Comme d’autres l’ont fait pour moi, j’ai alors choisi de provoquer cette interview.
Merci, Sophie ! Puisse ton parcours en inspirer d’autres ;).
Sophie, peux-tu nous en dire plus sur ton profil ?
Je suis analyste-développeuse dans un service de développement et de maintenance informatique de l’Insee à Nantes, secteur public donc, avec une très forte appétence pour le développement front. J’anime d’ailleurs régulièrement des formations HTML 5 / CSS 3 auprès de mes collègues.
Je n’ai pas suivi de formation informatique académique ; j’ai juste le bac. Tout ce que je sais en informatique, je l’ai appris en autodidacte et via des formations professionnelles internes ou des formations proposées par des organismes de formation.
Depuis octobre 2019, j’ai rejoint le réseau accessibilité numérique de l’Insee et j’ai acquis des compétences sur ce sujet au point de faire partie aujourd’hui des « experts » : je réalise des audits d’accessibilité, j’accompagne les équipes de développement dans la mise en accessibilité de leurs applications, je développe des sites selon les critères du RGAA (2 sites 100 % conformes à mon actif !) ; j’anime aussi des formations en accessibilité numérique (sensibilisation, développement web, bureautique).
Au mois de septembre, j’ai intégré une nouvelle équipe « Support au développement » dont la mission est de venir en appui aux équipes de maintenance du service.
Depuis quand t’intéresses-tu à l’écoconception de services numériques ? Pourquoi ?
Je m’y intéresse depuis 2022, depuis que l’Insee a décliné le plan gouvernemental « services publics écoresponsables » en un plan « Insee vert ». Au début, j’avoue, je suivais ce sujet d’assez loin. Et puis, dans l’établissement de Nantes où je travaille, nous avons été invités à participer à une « Fresque du Numérique ». Comme je suis d’un naturel curieux, j’y ai participé (en vrai, ma motivation de départ, c’était plus pour savoir en quoi consistait « une fresque de… » !).
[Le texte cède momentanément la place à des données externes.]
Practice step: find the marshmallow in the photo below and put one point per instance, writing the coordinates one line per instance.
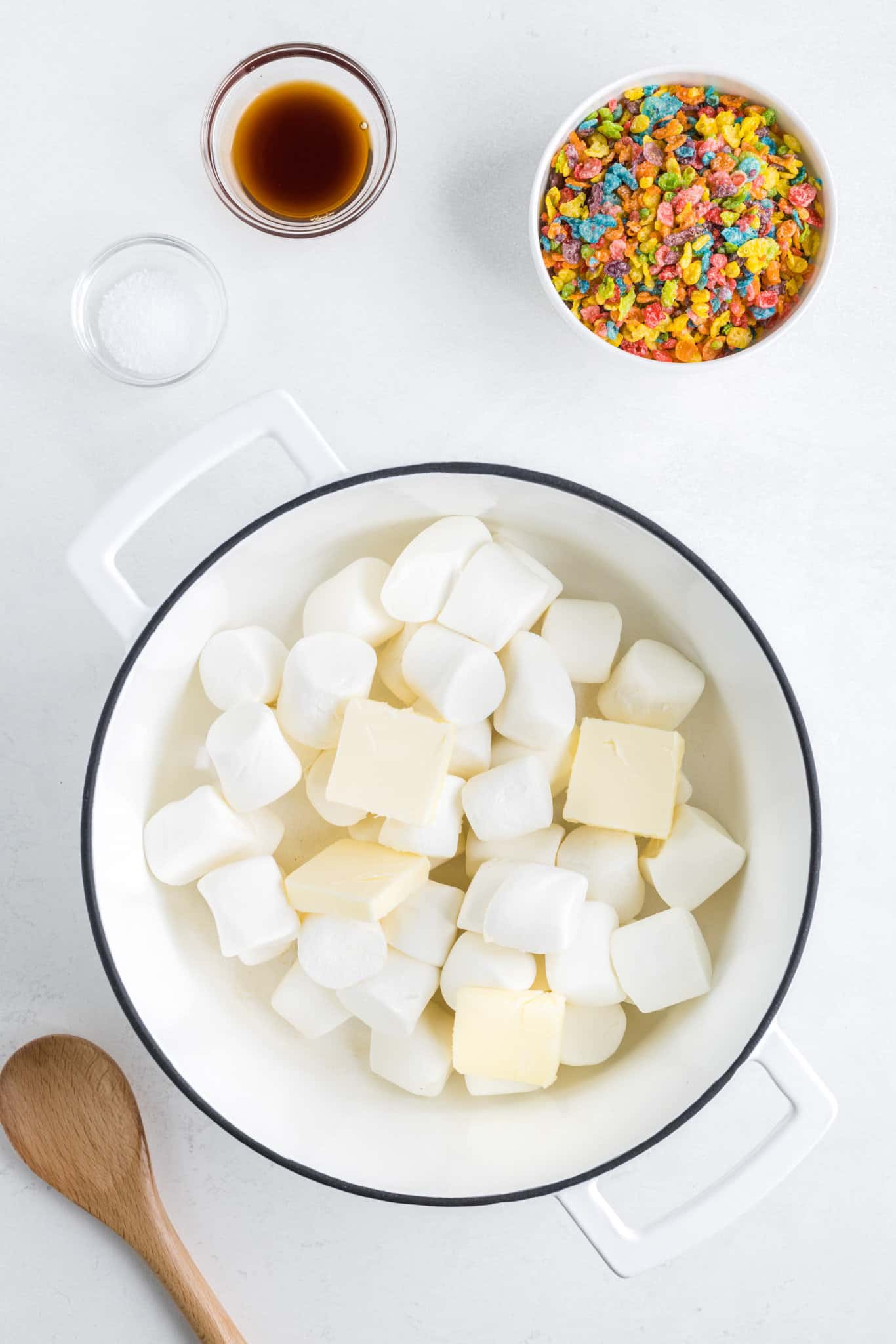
(393, 1000)
(539, 705)
(479, 894)
(537, 909)
(323, 674)
(188, 837)
(338, 954)
(338, 814)
(558, 757)
(480, 1086)
(367, 830)
(535, 847)
(356, 881)
(310, 1009)
(510, 800)
(500, 592)
(239, 665)
(653, 686)
(583, 971)
(472, 753)
(421, 1063)
(391, 763)
(461, 679)
(592, 1035)
(441, 836)
(661, 960)
(350, 602)
(697, 858)
(508, 1034)
(625, 777)
(253, 917)
(422, 578)
(388, 664)
(425, 925)
(609, 859)
(472, 961)
(255, 761)
(584, 636)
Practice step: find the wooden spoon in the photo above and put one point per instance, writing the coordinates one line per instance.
(71, 1116)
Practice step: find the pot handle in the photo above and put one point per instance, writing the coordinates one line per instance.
(92, 556)
(629, 1250)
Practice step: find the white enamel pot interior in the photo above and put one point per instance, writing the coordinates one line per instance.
(315, 1106)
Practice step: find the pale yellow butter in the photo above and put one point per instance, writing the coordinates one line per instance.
(356, 881)
(510, 1034)
(625, 777)
(391, 763)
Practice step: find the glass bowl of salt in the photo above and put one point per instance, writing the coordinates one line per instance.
(150, 311)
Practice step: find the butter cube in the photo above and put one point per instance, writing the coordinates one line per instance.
(510, 1034)
(356, 881)
(391, 763)
(625, 777)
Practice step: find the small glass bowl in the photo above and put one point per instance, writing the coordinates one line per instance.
(281, 65)
(191, 269)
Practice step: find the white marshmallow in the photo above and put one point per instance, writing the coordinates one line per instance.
(472, 961)
(592, 1035)
(421, 1063)
(535, 847)
(310, 1009)
(338, 814)
(472, 751)
(367, 830)
(425, 925)
(323, 674)
(350, 602)
(251, 913)
(188, 837)
(500, 592)
(479, 894)
(558, 757)
(537, 909)
(697, 858)
(338, 954)
(239, 665)
(510, 800)
(584, 636)
(388, 664)
(652, 686)
(439, 837)
(609, 859)
(479, 1086)
(461, 679)
(393, 1000)
(661, 960)
(583, 971)
(255, 761)
(422, 578)
(539, 705)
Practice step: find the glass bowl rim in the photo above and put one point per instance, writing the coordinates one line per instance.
(298, 228)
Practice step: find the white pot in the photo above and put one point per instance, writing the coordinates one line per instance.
(314, 1106)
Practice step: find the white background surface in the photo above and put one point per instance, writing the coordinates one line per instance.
(421, 333)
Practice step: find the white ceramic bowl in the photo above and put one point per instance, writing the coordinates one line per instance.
(788, 120)
(314, 1106)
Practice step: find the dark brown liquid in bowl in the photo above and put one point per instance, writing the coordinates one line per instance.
(301, 150)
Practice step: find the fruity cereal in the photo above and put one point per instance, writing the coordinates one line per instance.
(680, 223)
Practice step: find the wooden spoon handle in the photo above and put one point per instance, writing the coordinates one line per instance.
(161, 1248)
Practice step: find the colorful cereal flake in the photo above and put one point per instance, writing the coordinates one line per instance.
(680, 223)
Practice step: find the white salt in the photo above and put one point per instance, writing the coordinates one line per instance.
(152, 326)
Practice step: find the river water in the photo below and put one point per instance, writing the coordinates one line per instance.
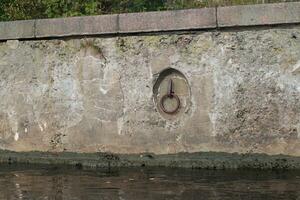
(143, 183)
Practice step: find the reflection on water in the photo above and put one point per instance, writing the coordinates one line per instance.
(141, 184)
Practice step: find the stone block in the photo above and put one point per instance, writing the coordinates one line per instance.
(167, 20)
(16, 30)
(262, 14)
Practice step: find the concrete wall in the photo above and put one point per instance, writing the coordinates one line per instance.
(239, 88)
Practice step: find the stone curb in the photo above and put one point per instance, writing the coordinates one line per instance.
(266, 14)
(192, 19)
(167, 20)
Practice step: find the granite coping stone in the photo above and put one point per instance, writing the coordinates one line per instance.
(176, 20)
Finalement, j’y ai appris plein de choses sur l’impact environnemental du numérique, mais j’en suis ressortie avec un sentiment de frustration du genre : « OK, on surconsomme, on consomme mal… mais comment faire autrement / différemment / mieux ? ».
Enfin, dans notre service de développement, nous avons aussi mis en place un objectif : « Mettre en place une démarche Green IT ». Toujours mue par ma curiosité, je me suis documentée sur le « Green IT » et je me suis demandé dans quelle mesure je pouvais agir sur cet aspect du numérique comme j’agis depuis plusieurs années sur l’accessibilité numérique. Alors, quand j’ai vu l’annonce pour la formation « Développer des sites web écoresponsables », je me suis dit que j’allais pouvoir y trouver les réponses à mes questions de dev’.
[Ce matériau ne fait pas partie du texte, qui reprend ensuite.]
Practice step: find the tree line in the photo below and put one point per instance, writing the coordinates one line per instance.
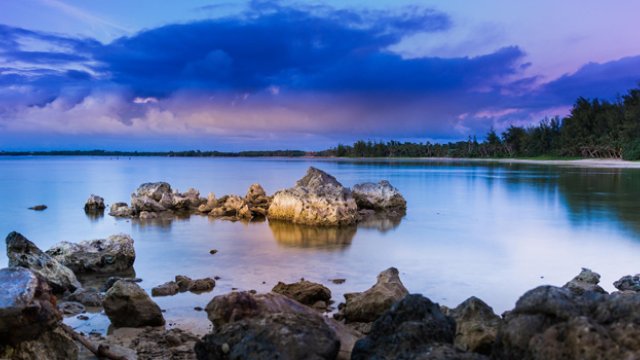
(594, 129)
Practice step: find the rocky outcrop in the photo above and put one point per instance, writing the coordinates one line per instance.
(113, 254)
(22, 252)
(304, 292)
(587, 280)
(127, 305)
(380, 196)
(95, 204)
(476, 326)
(367, 306)
(316, 199)
(413, 328)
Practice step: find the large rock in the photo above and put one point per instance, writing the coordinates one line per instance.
(113, 254)
(304, 292)
(413, 328)
(476, 326)
(316, 199)
(587, 280)
(94, 204)
(369, 305)
(24, 253)
(127, 305)
(380, 196)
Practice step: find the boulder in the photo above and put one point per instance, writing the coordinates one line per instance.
(120, 209)
(628, 283)
(413, 328)
(380, 196)
(127, 305)
(113, 254)
(587, 280)
(24, 253)
(367, 306)
(316, 199)
(94, 204)
(304, 292)
(476, 326)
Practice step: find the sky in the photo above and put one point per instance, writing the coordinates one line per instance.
(251, 75)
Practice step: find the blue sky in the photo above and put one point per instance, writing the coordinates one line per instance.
(232, 75)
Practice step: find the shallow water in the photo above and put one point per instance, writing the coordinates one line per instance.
(493, 230)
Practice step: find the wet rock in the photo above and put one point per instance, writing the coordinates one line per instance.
(305, 292)
(120, 209)
(22, 252)
(27, 307)
(316, 199)
(628, 283)
(378, 196)
(587, 280)
(476, 326)
(38, 207)
(273, 336)
(411, 329)
(369, 305)
(94, 204)
(127, 305)
(113, 254)
(166, 289)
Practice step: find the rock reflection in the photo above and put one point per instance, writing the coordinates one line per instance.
(304, 236)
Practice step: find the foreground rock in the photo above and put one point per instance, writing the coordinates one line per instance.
(413, 328)
(94, 204)
(113, 254)
(268, 326)
(127, 305)
(316, 199)
(22, 252)
(304, 292)
(369, 305)
(380, 196)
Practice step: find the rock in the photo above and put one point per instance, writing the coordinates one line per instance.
(38, 207)
(378, 196)
(27, 307)
(273, 336)
(304, 292)
(476, 326)
(628, 283)
(94, 204)
(316, 199)
(369, 305)
(587, 280)
(114, 254)
(166, 289)
(120, 209)
(127, 305)
(24, 253)
(409, 330)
Au final : simples ambitions professionnelles, ou véritable appétence personnelle pour le sujet ?
Il y a une grosse part d’appétence personnelle même si elle est née de mes missions professionnelles.
Ma devise au boulot c’est « on peut encore faire mieux ». Et c’est ce que je retrouve dans le développement de services numériques écoconçus ; le « faire mieux » en proposant un service numérique plus efficace, plus efficient, mieux codé.
La démarche d’écoconception vise à réduire l’impact environnemental et aussi sociétal d’un service numérique. En écoconcevant son service numérique, on cherche donc aussi à réduire la fracture numérique et à lutter contre l’exclusion sociale liée au handicap, à l’illectronisme, à un faible niveau de formation. Ce dernier aspect de l’écoconception est en accord complet avec mes valeurs humanistes.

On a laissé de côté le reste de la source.